Loading of bulk data to SQL using pyodbc is very slow, To resolve this issue there is a new package introduced in python is called bcpy .
What is it?
This package is a wrapper for Microsoft's SQL Server bcp utility. Current database drivers available in Python are not fast enough for transferring millions of records .This is the fastest way of loading data from CSV to SQL server using python
1. Install the python package called bcpy by running below command.
pip install bcpy
2. Download and install the suitable ODBC driver from Microsoft site.
https://www.microsoft.com/en-us/download/details.aspx?id=56567
3. Download and install BCP Utility from Microsoft site.
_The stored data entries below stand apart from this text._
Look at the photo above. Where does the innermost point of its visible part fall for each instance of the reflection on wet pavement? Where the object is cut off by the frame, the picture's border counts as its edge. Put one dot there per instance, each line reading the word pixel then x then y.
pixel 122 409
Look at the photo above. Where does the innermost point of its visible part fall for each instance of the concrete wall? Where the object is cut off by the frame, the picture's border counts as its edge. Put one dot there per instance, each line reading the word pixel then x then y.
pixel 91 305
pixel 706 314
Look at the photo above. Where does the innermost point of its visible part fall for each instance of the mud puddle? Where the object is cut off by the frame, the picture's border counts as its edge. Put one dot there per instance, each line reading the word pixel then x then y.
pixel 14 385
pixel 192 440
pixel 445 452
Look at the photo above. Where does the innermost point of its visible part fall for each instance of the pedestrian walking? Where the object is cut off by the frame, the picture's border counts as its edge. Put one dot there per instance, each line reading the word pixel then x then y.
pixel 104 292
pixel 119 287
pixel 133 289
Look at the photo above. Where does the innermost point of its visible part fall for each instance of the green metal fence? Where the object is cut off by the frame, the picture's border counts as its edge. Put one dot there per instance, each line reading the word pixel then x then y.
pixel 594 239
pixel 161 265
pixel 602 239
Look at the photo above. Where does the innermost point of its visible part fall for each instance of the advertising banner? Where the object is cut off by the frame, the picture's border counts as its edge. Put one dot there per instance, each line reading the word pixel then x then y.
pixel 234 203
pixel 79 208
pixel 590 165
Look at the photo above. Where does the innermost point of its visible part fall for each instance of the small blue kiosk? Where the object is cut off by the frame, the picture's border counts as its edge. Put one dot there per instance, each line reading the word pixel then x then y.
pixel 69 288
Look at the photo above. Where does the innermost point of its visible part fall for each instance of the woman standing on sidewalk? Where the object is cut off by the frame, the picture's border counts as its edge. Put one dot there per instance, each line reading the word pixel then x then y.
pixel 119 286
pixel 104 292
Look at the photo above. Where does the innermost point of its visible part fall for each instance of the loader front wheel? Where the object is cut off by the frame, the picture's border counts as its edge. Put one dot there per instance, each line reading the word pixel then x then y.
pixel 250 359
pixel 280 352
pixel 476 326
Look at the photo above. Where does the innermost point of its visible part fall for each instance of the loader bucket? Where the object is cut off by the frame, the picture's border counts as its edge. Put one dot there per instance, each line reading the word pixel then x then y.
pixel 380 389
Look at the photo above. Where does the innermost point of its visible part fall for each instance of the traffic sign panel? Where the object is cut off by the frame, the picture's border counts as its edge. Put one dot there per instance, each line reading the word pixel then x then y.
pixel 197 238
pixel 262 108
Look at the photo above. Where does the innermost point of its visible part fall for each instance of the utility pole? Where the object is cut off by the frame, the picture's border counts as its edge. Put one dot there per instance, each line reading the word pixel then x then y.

https://docs.microsoft.com/en-us/sql/tools/bcp-utility?view=sql-server-2017#T
The following example creates a DataFrame with 100 rows and 4 columns populated with random data and then it sends it to SQL Server.
import bcpy
import numpy as np
import pandas as pd
sql_Conn = {
'server': 'Server',
'database': 'Database',
'username': 'UserName',
'password': 'Password'
}
table_name = 'SampleTable'
df = pd.DataFrame(np.random.randint(-100, 100, size=(100, 4)),columns=list('ABCD'))
bdf = bcpy.DataFrame(df)
exec_sql = bcpy.SqlTable(sql_Conn, table=table_name)
bdf.to_sql(exec_sql)